Invité à la radio Radio Top Congo FM, Pistis Bononge, ancien directeur général de la Société Minière de Kilo-Moto (SOKIMO), a livré des chiffres accablants sur la performance de l’entreprise publique sous sa mandature. Nommé en 2022, il révèle que la SOKIMO n’a produit que 2,46 kg d’or durant toute sa gestion, jusqu’à son départ en février 2026.
Au prix moyen du marché international en mars 2026, estimé à environ 165 000 dollars le kilogramme, cette maigre production ne représenterait guère plus de 405 000 dollars.
Un rendement symbolique pour une société stratégique dans le secteur aurifère de la République démocratique du Congo, confrontée à des années de sous-performance. Pourtant, Bononge affirme avoir mis en place un plan de relance ambitieux, chiffré à 482,61 millions de dollars.
Ce programme visait à redynamiser les opérations minières dans la province de l’Ituri, une région riche en gisements d’or mais minée par l’insécurité et les dysfonctionnements structurels. « Nous avons doté la SOKIMO d’un cadre solide pour l’avenir », a-t-il insisté lors de son intervention.

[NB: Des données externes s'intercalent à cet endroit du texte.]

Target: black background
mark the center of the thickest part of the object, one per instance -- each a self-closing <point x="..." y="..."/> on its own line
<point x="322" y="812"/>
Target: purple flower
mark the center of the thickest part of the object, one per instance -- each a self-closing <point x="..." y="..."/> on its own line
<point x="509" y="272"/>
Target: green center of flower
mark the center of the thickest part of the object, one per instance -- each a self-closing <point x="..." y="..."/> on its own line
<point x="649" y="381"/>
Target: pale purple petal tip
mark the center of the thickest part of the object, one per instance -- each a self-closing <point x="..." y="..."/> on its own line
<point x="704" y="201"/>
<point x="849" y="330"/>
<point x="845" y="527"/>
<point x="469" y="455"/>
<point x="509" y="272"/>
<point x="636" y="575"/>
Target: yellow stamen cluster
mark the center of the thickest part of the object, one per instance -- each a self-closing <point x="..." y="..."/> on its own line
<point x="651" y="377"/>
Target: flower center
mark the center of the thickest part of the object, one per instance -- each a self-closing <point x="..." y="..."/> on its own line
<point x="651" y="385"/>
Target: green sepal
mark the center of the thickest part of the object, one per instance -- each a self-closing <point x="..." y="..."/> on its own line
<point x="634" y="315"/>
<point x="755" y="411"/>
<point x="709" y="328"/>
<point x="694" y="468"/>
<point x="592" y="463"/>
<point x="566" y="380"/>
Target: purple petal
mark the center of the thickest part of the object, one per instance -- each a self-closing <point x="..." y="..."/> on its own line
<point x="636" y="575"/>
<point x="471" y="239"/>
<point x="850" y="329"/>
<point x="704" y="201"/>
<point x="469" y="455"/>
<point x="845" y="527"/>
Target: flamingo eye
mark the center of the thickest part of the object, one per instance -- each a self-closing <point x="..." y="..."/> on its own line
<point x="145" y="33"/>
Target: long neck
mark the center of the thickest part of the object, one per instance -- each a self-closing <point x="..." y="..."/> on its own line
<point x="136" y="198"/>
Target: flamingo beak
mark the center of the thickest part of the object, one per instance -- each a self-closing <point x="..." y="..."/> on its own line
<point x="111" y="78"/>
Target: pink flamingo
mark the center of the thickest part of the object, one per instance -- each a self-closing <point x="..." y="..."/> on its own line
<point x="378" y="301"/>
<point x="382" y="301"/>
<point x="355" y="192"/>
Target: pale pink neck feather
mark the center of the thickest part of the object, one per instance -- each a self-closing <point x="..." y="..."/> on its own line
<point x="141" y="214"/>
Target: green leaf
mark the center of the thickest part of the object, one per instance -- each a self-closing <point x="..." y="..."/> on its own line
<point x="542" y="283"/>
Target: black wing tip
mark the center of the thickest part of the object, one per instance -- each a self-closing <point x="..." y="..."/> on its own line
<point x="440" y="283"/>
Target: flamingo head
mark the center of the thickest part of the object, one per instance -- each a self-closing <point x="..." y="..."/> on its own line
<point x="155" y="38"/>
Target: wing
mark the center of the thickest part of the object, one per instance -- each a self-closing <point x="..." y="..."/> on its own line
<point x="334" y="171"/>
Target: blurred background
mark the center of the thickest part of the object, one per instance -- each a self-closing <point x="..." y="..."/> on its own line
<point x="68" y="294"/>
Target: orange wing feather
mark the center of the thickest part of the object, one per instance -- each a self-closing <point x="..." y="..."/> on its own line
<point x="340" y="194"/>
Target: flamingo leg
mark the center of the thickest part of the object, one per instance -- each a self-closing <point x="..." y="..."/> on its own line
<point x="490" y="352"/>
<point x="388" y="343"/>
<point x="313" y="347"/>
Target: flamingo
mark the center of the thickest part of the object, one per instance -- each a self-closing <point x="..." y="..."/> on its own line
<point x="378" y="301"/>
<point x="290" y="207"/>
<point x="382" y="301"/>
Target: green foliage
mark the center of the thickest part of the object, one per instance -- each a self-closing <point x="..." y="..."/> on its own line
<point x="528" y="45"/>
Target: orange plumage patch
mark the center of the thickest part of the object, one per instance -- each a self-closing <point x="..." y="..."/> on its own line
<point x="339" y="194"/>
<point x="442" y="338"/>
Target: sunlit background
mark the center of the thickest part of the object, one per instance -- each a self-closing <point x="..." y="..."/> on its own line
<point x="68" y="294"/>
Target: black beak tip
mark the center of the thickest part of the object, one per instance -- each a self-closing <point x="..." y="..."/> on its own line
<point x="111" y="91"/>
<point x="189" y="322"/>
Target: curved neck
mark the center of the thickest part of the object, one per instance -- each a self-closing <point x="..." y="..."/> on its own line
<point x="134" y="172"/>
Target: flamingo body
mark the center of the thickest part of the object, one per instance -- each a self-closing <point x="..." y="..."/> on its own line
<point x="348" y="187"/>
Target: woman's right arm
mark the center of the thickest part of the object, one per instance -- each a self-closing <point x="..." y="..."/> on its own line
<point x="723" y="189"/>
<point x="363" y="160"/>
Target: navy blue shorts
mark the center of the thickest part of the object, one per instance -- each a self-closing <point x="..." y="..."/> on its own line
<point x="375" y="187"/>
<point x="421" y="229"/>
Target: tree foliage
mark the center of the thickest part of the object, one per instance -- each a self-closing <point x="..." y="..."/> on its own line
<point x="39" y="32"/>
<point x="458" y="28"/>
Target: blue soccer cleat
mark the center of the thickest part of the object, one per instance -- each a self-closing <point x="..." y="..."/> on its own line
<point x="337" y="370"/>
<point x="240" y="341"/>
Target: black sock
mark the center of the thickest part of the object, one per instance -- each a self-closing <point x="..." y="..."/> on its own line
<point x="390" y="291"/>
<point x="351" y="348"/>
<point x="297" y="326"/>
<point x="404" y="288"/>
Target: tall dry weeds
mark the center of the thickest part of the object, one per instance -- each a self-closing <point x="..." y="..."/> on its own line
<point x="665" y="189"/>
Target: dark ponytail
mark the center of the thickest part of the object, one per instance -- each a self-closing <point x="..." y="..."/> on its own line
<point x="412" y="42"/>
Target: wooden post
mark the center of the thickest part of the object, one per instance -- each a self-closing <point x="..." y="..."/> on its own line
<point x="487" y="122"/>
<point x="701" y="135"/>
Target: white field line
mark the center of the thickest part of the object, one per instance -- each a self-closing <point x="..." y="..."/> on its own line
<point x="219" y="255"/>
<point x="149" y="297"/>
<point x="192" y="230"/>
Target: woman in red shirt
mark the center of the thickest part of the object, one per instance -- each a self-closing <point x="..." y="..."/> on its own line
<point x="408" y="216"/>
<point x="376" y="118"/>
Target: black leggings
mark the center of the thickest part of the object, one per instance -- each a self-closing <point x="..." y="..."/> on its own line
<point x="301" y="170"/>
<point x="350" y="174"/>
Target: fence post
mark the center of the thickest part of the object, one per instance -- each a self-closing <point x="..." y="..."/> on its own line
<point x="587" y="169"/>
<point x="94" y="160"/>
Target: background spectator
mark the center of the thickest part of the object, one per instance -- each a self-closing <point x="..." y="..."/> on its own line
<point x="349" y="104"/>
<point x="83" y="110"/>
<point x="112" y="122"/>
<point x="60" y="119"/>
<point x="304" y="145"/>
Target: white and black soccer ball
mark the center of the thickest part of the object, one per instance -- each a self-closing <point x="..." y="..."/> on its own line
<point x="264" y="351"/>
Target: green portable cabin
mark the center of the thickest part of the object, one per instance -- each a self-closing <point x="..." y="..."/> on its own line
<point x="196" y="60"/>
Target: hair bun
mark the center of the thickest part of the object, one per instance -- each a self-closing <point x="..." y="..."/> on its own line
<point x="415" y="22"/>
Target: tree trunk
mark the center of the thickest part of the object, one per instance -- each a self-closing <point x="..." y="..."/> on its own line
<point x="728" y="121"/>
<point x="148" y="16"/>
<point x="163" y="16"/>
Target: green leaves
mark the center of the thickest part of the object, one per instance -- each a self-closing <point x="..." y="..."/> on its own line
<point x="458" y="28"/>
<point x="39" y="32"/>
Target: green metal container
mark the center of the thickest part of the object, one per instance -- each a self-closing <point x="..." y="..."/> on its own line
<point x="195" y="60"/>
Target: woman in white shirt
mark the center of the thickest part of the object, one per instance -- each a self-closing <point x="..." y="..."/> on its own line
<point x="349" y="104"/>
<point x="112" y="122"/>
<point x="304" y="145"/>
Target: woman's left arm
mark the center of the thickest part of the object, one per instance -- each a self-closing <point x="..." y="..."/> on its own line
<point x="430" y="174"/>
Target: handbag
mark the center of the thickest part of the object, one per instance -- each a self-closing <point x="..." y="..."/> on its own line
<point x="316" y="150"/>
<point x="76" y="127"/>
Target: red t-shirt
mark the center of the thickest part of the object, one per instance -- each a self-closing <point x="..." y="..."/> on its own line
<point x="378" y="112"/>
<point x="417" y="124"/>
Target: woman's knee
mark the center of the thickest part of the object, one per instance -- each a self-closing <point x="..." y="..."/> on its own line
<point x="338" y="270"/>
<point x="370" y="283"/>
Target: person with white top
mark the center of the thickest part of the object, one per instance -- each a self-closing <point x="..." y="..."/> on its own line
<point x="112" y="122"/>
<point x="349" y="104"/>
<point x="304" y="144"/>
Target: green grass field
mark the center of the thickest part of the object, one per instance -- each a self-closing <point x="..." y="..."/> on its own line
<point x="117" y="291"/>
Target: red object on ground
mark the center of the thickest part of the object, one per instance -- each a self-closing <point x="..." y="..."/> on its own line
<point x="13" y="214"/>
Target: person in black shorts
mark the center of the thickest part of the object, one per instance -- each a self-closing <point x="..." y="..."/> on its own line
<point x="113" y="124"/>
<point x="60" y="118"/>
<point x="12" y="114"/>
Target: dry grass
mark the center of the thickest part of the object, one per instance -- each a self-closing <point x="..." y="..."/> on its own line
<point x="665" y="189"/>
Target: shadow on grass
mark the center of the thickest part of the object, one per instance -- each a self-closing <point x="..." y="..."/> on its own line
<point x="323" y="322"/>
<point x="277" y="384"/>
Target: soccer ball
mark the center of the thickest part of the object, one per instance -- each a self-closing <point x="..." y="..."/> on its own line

Cette déclaration intervient dans un contexte tendu pour le secteur minier congolais, où la SOKIMO peine à rivaliser avec les productions artisanales et semi-industrielles.
Contexte historique de la SOKIMO
La Société Minière de Kilo-Moto, opérateur aurifère étatique en RDC, est restée inactive pendant 34 ans, avant une relance timide en 2024 sous Bononge, avec un premier lingot produit à l’usine de Nizi, dont la capacité visée est de 257 kg par an.
En 2023, la production n’atteignait que 1,5 tonne, contre un objectif de 3 tonnes, plombée par l’insécurité, les impayés de salaires et un endettement chronique.
Nommée en septembre 2022 par Félix Tshisekedi, l’équipe de Bononge hérite d’une société au bord de la faillite et annonce, dès 2023, une première production pour décembre, financée en partie par des fonds propres (5,3 millions USD pour l’usine).
Impact économique pour la RDC
La SOKIMO, couvrant historiquement 83 000 km² en Ituri, est stratégique pour les recettes publiques et la diversification minière de la RDC, au-delà du cobalt et du cuivre.
À un cours de l’or record (environ 5 300 USD l’once en mars 2026), une production décente pourrait générer des centaines de millions de dollars, créer des emplois locaux et réduire la dépendance aux exportations brutes.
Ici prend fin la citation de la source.